Foothill-South Toll Road Foes Call Bullshit on TCA's Jobs Creation and Economic Stimulus Ploy
Foes of the 241 Foothill-South toll road carving through San Clemente are calling bullshit on the Transportation Corridor Agency's latest ploy to win public support: propping up their unpopular project as a statewide job creator, economic stimulus and deficit buster.
At the South Orange County Chamber of Commerce's State of the Chamber breakfast Wednesday morning, the TCA trotted out an economic benefits analysis it commissioned from "independent" research and consulting firm Beacon Economics that concluded design and construction of the 16-mile route would create 13,663 jobs in OC and 3,800 more statewide.
Campbell: Build it, and cars will come.
"At a time when the federal government is looking to stimulate jobs through investing in infrastructure, the good news is that we have a project right here that can make a real difference for families in Southern California," boomed Bill Campbell, the Orange County supervisor who chairs the Foothill/Eastern TCA.
As a supervisor, Campbell finds himself at odds with county union workers when it comes to protecting their jobs and retirements. But for the dog and phony show before chamber suck-ups, Campbell back slapped Jim Adams, council representative for the LA/OC Building and Construction Trades Council, which is bully on getting its members jobs tearing up some of the county's most pristine wild lands.
"Our members can't afford to be without work any longer," Adams bemoaned. "We need to do all we can to find local and regional projects in both the public and private sectors that can stimulate employment. Our unions look forward to working with business organizations and community leadership to advance the 241 toward completion."
The report from Beacon, which has offices in Los Angeles and San Francisco, also claims:
- Extension of the 241 will generate $121 million in tax revenue to state and local government between now and completion of the project;
- It will create nearly $160 million annually in local and state tax revenue thereafter;
- It will generate more than $3 billion in economic output in California.
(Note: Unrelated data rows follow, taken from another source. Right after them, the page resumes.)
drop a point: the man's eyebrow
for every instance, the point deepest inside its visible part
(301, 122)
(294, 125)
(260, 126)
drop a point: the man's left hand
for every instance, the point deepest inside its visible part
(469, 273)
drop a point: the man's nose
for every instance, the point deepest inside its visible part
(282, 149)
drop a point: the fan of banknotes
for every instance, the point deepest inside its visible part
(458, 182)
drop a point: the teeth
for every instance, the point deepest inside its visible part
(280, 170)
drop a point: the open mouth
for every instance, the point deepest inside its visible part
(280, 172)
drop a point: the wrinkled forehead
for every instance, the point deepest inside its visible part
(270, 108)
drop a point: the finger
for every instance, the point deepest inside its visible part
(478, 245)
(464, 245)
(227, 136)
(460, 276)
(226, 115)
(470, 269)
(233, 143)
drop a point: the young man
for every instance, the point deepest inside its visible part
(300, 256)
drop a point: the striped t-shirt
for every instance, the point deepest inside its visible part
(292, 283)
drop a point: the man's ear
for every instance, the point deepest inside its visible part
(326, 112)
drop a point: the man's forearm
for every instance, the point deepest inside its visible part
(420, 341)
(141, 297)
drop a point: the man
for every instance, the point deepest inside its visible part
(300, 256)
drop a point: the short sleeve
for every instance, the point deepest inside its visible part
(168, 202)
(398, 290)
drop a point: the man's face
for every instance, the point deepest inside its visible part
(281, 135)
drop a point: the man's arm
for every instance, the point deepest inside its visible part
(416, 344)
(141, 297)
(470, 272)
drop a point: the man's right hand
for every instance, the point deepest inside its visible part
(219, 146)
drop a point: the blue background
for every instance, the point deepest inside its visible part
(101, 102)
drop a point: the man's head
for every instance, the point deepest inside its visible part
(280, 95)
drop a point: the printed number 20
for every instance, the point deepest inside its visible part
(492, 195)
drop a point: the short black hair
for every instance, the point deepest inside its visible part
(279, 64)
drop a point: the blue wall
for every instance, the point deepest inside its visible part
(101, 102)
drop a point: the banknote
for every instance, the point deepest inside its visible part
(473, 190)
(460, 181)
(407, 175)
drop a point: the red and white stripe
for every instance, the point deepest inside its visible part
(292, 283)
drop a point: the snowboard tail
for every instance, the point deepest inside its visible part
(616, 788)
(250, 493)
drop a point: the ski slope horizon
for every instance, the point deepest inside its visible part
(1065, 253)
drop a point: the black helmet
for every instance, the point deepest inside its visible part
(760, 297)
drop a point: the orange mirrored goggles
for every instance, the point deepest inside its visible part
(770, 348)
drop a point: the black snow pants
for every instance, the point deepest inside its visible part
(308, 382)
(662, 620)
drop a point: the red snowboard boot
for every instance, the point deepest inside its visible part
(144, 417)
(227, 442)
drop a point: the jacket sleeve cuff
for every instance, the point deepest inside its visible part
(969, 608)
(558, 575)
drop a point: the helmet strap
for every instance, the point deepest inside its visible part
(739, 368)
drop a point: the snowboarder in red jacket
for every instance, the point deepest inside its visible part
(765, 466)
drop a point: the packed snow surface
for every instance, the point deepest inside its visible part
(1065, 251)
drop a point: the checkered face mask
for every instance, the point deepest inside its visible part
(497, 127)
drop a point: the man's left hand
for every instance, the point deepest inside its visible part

"In this economy, with millions out of work throughout this state, anyone with an ability to create a job has a duty to do so," barked Lucy Dunn, president and CEO of the Orange County Business Council.
She blathers on, "It is clear that this study supports the well-settled rule that building infrastructure can kick-start an economy into high gear. Take note elected leaders and regulators! No more delays. Build and complete the 241 and ease traffic on the 5, move our workers and products, our visitors and families, and create jobs now!"
Damn, cue the Wagner already, Lucy.
Photo by Christopher Victorio/OC Weekly
Actually, there's something interesting in that last bit: easing traffic on the San Diego (5) Freeway. Because, when it comes to creating jobs, stimulating the economy and getting more bang for your bucks like those people who want government running like a business like to say, simply widening the 5 would accomplish the same goals.
During the 2008 California Coastal Commission consistency hearing in Del Mar, Transportation Corridor Agencies CEO Tom Margro himself testified that the estimated amount of labor required for a widening of the existing I-5 was at least comparable to, if not greater than, the proposed extension to SR-241. By stymying the I-5 widening project in favor of the SR-241 extension, the TCA are not only inhibiting job growth, they are continuing to pursue more costly and less effective solutions to South Orange County's traffic woes.
To support this view, McClain provided links to a couple other reports. One, from the Los Angeles Metropolitan Transit Authority, shows how projects comparable to widening the I-5 through South Orange County can create jobs. The second, from 2008 and the San Joaquin Hills TCA itself, shits on the idea of widening the 5 vs. extending the Foothill-South.
"In the face of job-creating prospects such as the I-5 widening project," McClain says, "the public should be asking why do local governments continue to allow the TCA to maintain non-competative agreements that prevent us from pursuing these opportunities?"
Perhaps the TCA will answer that in their next report.